Add one of these to the end of your prompt:
- "with empty space on the left third for text overlay"
- "subject positioned right, left half is clear background"
- "wide shot with subject in the lower right, sky filling the upper two-thirds"
Aspect ratio also matters. DALL-E 3 through the API accepts size parameters. If you are using ChatGPT, specify the orientation in the prompt itself: "horizontal format, wide aspect ratio" or "vertical portrait orientation."
Negative Constraints Still Help
DALL-E 3 technically does not support a dedicated negative prompt field the way Stable Diffusion does. But you can still express constraints in natural language and they will have an effect.
"No text or watermarks in the image" works. So does "avoid dark shadows" or "do not include any people." Place these near the end of the prompt after your positive instructions.

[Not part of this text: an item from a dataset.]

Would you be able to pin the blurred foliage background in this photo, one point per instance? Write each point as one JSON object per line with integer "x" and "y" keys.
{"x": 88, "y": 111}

Do not lean on negative constraints as a crutch. A specific positive description is more effective than a vague description followed by a long list of things you do not want.
Iteration Is a Process, Not a Failure
Expect to revise. Even with a well-structured prompt, the first output will often be 70% of the way there. The skill is knowing which variable to change.
If the composition is off, adjust the spatial language. If the style is wrong, swap the named reference. If the subject looks generic, add one specific physical detail - a torn jacket pocket, a half-filled glass, a shadow falling at a specific angle.
Keep a record of what worked. Prompt engineering is empirical. You are building a library of patterns that you can reuse and combine.